ECLI:NL:RBDHA:2024:17850
Rechtbank Den Haag
- Voorlopige voorziening+bodemzaak
- M. Kraefft
- J.P. Ankum
- Rechtspraak.nl
Beoordeling van asielaanvraag en voorlopige voorziening in het kader van de Dublinverordening met betrekking tot Frankrijk
In deze uitspraak van de Rechtbank Den Haag, gedateerd 20 september 2024, wordt het beroep van eiser tegen het niet in behandeling nemen van zijn asielaanvraag beoordeeld. Eiser, een Iraanse nationaliteit, heeft eerder asielaanvragen ingediend in Duitsland en Frankrijk, die beide zijn afgewezen. De rechtbank oordeelt dat de aanvraag van eiser niet in behandeling kan worden genomen omdat Frankrijk verantwoordelijk is op basis van de Dublinverordening. De rechtbank heeft vastgesteld dat Nederland op 25 april 2024 een verzoek om terugname bij Frankrijk heeft ingediend, dat door Frankrijk op 27 mei 2024 is aanvaard.

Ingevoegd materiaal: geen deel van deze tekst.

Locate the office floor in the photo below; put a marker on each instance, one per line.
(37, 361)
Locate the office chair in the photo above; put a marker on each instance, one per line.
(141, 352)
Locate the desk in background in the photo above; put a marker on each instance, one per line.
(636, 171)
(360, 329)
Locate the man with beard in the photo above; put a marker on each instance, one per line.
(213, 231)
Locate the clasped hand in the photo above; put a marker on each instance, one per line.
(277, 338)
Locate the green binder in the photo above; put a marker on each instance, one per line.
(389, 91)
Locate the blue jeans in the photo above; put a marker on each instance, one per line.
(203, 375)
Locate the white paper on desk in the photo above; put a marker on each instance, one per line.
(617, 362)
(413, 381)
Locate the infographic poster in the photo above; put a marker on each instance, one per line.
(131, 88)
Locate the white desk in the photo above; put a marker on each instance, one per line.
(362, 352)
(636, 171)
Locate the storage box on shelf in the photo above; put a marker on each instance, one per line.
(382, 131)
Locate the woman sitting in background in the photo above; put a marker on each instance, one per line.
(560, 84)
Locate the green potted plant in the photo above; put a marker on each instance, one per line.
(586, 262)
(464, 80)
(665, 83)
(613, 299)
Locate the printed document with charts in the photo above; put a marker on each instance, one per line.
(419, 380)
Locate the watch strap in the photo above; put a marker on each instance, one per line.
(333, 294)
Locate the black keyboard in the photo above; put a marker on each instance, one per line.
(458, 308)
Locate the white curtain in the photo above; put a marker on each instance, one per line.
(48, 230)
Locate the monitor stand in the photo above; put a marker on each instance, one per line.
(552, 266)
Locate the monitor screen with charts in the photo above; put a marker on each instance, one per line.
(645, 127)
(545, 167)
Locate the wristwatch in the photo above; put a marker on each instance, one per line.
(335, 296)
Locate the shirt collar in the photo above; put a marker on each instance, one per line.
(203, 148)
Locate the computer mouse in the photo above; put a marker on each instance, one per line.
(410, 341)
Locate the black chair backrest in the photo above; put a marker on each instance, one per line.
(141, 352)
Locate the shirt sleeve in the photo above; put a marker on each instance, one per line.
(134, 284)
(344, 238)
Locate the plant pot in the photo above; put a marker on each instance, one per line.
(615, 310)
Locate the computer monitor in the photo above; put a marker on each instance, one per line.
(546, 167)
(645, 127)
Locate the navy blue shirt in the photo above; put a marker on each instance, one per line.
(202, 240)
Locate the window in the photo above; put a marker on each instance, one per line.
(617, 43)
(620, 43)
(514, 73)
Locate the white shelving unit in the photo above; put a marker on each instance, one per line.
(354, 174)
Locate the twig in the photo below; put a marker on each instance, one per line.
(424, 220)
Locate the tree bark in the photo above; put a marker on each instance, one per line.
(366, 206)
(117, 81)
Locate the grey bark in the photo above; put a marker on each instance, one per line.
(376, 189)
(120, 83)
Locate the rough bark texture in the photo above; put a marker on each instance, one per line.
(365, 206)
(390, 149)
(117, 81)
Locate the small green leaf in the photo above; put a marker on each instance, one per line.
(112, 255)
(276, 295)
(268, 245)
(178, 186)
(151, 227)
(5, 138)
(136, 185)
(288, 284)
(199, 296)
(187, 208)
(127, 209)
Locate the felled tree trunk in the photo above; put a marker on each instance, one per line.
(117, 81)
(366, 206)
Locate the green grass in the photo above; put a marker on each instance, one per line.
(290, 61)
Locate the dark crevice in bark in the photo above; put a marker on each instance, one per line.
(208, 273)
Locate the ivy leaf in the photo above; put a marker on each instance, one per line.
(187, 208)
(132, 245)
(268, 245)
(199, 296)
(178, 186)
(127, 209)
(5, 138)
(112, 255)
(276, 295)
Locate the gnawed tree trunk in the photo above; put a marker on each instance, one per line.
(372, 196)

De rechtbank heeft het interstatelijk vertrouwensbeginsel toegepast en geconcludeerd dat er geen structurele tekortkomingen zijn in de asielprocedure en opvangvoorzieningen in Frankrijk, zoals eerder vastgesteld door de Afdeling bestuursrechtspraak van de Raad van State. Eiser heeft aangevoerd dat hij bang is voor onvoldoende opvang in Frankrijk, maar de rechtbank volgt dit argument niet. De rechtbank heeft ook de informatie uit het AIDA-rapport van 2024 en eerdere rapporten in overweging genomen en geconcludeerd dat de situatie in Frankrijk niet zodanig is dat het interstatelijk vertrouwensbeginsel niet kan worden toegepast.
De rechtbank verklaart het beroep ongegrond en wijst het verzoek om een voorlopige voorziening af, wat betekent dat eiser moet worden overgedragen aan Frankrijk. Eiser krijgt geen proceskostenvergoeding. De uitspraak is openbaar gemaakt en partijen kunnen in hoger beroep gaan bij de Afdeling bestuursrechtspraak van de Raad van State.